PJM has received 80 proposals that address onshore and offshore needs that would facilitate New Jersey’s goal of delivering 7,500 MW of offshore wind generation by 2035.
The proposals were submitted under a provision of PJM’s transmission planning process called the State Agreement Approach, which provides an avenue to incorporate public policy goals into PJM’s Regional Transmission Expansion Plan (RTEP). Typically, RTEP projects are driven by reliability or market-efficiency criteria.
Aaron Berner, Senior Manager – Transmission Planning, presented the results of the competitive solicitation process at the Oct. 5 meeting of the Transmission Expansion Advisory Committee (TEAC). The window for submissions was open April 15 to Sept. 17.
Both incumbents (existing Transmission Owners) and non-incumbents (merchant developers) submitted proposals, Berner said, noting that 57 include voluntary commitments to cap costs. Some involve upgrades to existing facilities; others proposed greenfield (completely new) development.
The submissions offer combinations of individual proposals, expanding the number of solutions beyond the number of proposals received, he said.
The proposals fall into four categories:
- Option 1a: onshore upgrades on existing facilities (45 proposals)
- Option 1b: onshore new transmission connection facilities (22 proposals)
- Option 2: offshore new transmission connection facilities (26 proposals)
- Option 3: offshore network (eight proposals)
“These are just the combinations as supplied by the entities,” Berner said. There may be an opportunity as well for PJM, in concert with the New Jersey Board of Public Utilities (NJBPU), to look at various proposals and determine that some of them might be paired up differently.”
Proposal evaluations are ongoing, and more details are expected to be available for the November TEAC meeting.
New Jersey is the first state to make use of PJM’s State Agreement Approach provision, a provision of PJM’s Open Access Transmission Tariff.

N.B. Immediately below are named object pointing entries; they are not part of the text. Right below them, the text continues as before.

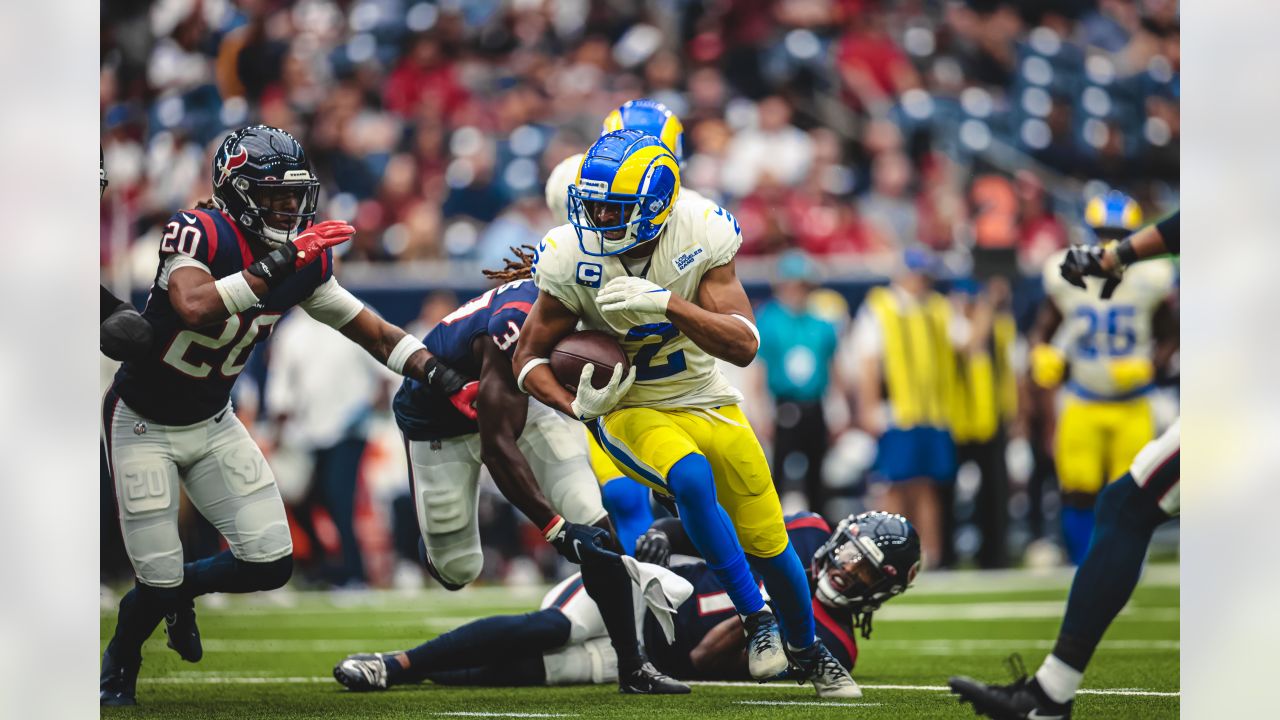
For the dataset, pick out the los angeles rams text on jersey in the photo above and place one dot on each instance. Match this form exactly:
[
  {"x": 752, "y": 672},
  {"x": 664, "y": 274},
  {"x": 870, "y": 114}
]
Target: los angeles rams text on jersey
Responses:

The State Agreement Approach was created as a means to develop needed transmission projects to implement their policy goals, in this case the development of a reliable, cost-effective offshore wind transmission solution.
The State Agreement Approach enables a state, or group of states, to propose a project to assist in realizing public policy requirements as long as the state (or states) agrees to pay all costs of any state-selected buildout included in the RTEP. Those costs would be recovered from customers in those states.
PJM and the NJBPU announced the effort last November, and the Federal Energy Regulatory Commission accepted the study agreement Feb. 16.
The project proposals will be evaluated by PJM and the NJBPU, with the state retaining the right to elect whether to move forward with any projects. According to a guidance document issued by the NJBPU, it is targeting the second half of 2022 for that decision.